Three dads reflect on their camp days

Young boys and sport, portrait of three young children with football looking at camera. Summer camp fun

Twenty-five years as a camp director and researcher has given me the opportunity to ask hundreds of former campers and camp counsellors if they believe their camp experiences influenced their lives in any significant way.

What I learned and validated through research is that camp experiences account for important lifeshaping chapters in the lives of adults who are now parents themselves.

Camp is a place where meaningful relationships develop within a broad social and ethnocultural community. The shared experience of camp life provides opportunities to make friends with kids from different places and different backgrounds.

As well, many tell of personal challenges and credit their days at camp as a positive time in their lives that provided “a foundation for understanding the world,” and “something to fall back on when the hard times come.”

Camp is a place where you can discover who you are, achieve personal bests, and have fun while doing it. I thought it would be of interest to relate some camp recollections from a father’s perspective.

One former camp counsellor dad is now a firefighter. He says what he learned at camp has successfully transferred to his present occupation. He describes camp as a place where people are playing and having fun, but in so doing, they are also gaining practical skills, life skills, and personal skills.

“When you are a firefighter, you’re doing a stressful job and you have to live with a lot of different personalities. Everybody has to get along, so it’s really not that far from the camp cabin to the fire hall.

p33You have a captain, like the camp director. You have a senior man, like the counsellor – who has lots of experience and works with the crew – the campers!

Then you have the kid who’s been at camp five years in a row. He’s the veteran — seen it, done it. And then you have the new kid. The new kid learns exactly the same as a new recruit. He is shown what to do by those more experienced; he quickly learns what his obligations are, what needs to be done, and what behaviour is expected.

And the best thing is that camp is all a lot of fun.” Our next dad is someone who did not attend camp as a child, and so his decision to take a counsellor position 500 kilometres from home was a bit unsettling.

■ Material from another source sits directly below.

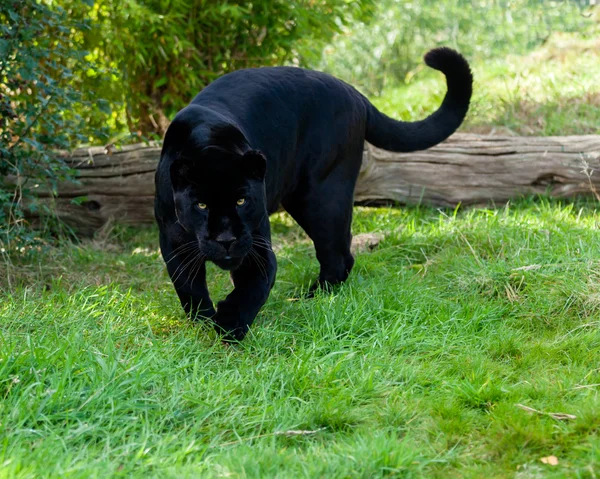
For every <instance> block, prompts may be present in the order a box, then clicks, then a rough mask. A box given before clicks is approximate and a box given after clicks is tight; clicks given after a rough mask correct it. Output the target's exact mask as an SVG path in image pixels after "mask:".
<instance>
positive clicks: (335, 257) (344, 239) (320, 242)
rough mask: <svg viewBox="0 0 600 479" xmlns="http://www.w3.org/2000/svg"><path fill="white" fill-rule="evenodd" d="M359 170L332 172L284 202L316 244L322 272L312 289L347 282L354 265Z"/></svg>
mask: <svg viewBox="0 0 600 479" xmlns="http://www.w3.org/2000/svg"><path fill="white" fill-rule="evenodd" d="M361 155H362V151H361ZM359 165H360V163H359ZM344 166H347V165H344ZM340 170H341V169H340ZM356 170H357V171H356V174H355V175H349V174H348V172H347V170H346V171H344V170H341V171H337V172H332V173H331V174H329V175H328V177H327V178H326V179H325V180H323V181H320V182H318V183H317V184H316V186H312V187H311V188H305V189H303V188H299V189H298V191H296V192H295V193H294V195H291V196H290V197H289V198H286V200H285V201H284V202H283V206H284V208H285V209H286V210H287V211H288V213H290V215H291V216H292V217H293V218H294V219H295V220H296V222H297V223H298V224H299V225H300V226H301V227H302V229H304V231H305V232H306V233H307V234H308V236H310V238H311V239H312V240H313V243H314V245H315V250H316V253H317V259H318V260H319V264H320V266H321V271H320V274H319V278H318V280H317V282H316V283H315V284H314V285H313V287H312V288H311V292H312V291H313V290H314V289H315V288H316V287H319V286H325V287H327V286H333V285H336V284H339V283H341V282H343V281H345V280H346V279H347V278H348V275H349V273H350V271H351V270H352V267H353V266H354V258H353V257H352V254H351V253H350V243H351V241H352V234H351V225H352V206H353V203H354V186H355V184H356V176H357V174H358V166H357V168H356Z"/></svg>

For many children, being away at camp can be initially worrisome, but homesickness generally affects children only in the first days of camp.

Our dad believes that the natural setting was in part responsible for allowing him and his campers to relax and go with the flow. He recognizes an emotional connection to nature that is positive and energizing.

“All of a sudden you are living with six strangers in the woods. I remember some of the campers were coming from South America. It’s amazing, the different cultures you can bring into this environment.

People are travelling from thousands of kilometres away to this remote place and then they are sort of tossed into a cabin with other youngsters. And it is amazing to see how quickly the relationships develop.

Five happy kids hugging together standing in the dandelion fieldWithin minutes, the kids are interacting with each other and then they’re out and ready to take on the world. But in the cities, nobody seems to want to talk to each other. You can be standing beside someone and nobody will say anything. But at camp the kids just naturally start to develop socially.”

I would suggest that the speed and intensity with which these relationships form is linked to the social and physical setting of camp. At camp, any initial feelings of being away from home moves quickly to a sense of autonomy that is shared and supported by cabin mates and counsellors within the camaraderie of a common experience – the camp experience.

Our last dad spends most of his working days with computers. He attended camp as a child and was a counsellor for three seasons. He describes the camp community as a team environment and he has strived to create team environments in his professional and personal relationships ever since.

“The community at camp was very much a team environment and I’ve tried, pretty well over the last 15 years, to build those team environments wherever I go in the relationships with the people I work with.

I am very much a positive person. I try to keep things up. It’s more enjoyable to work in a team environment than working against people.”

One of the camp lessons that stuck with this dad was that you had to depend on your mates to get jobs done around camp, cabin and certain activities. It often involved the older ones helping the younger ones. He now relates that this is what he has encouraged, not only in the workplace but within his own family.

The influence of an original experience and its significance to those who have been part of that experience becomes increasingly evident with the passage of time. So it is with these dads, as they reflect on how their camp experiences have influenced their lives and the lives of their children.

As camp season approaches, I urge parents to consider camp as more than simply another summertime amusement. Camp does have the ability to shape young lives for the better. These dads’ reflections are proof of that.

Stephen Fine, Ph.D., is the National Research Committee Chair, Canadian Camping Association, and co-chair, Research Committee International Camping Fellowship.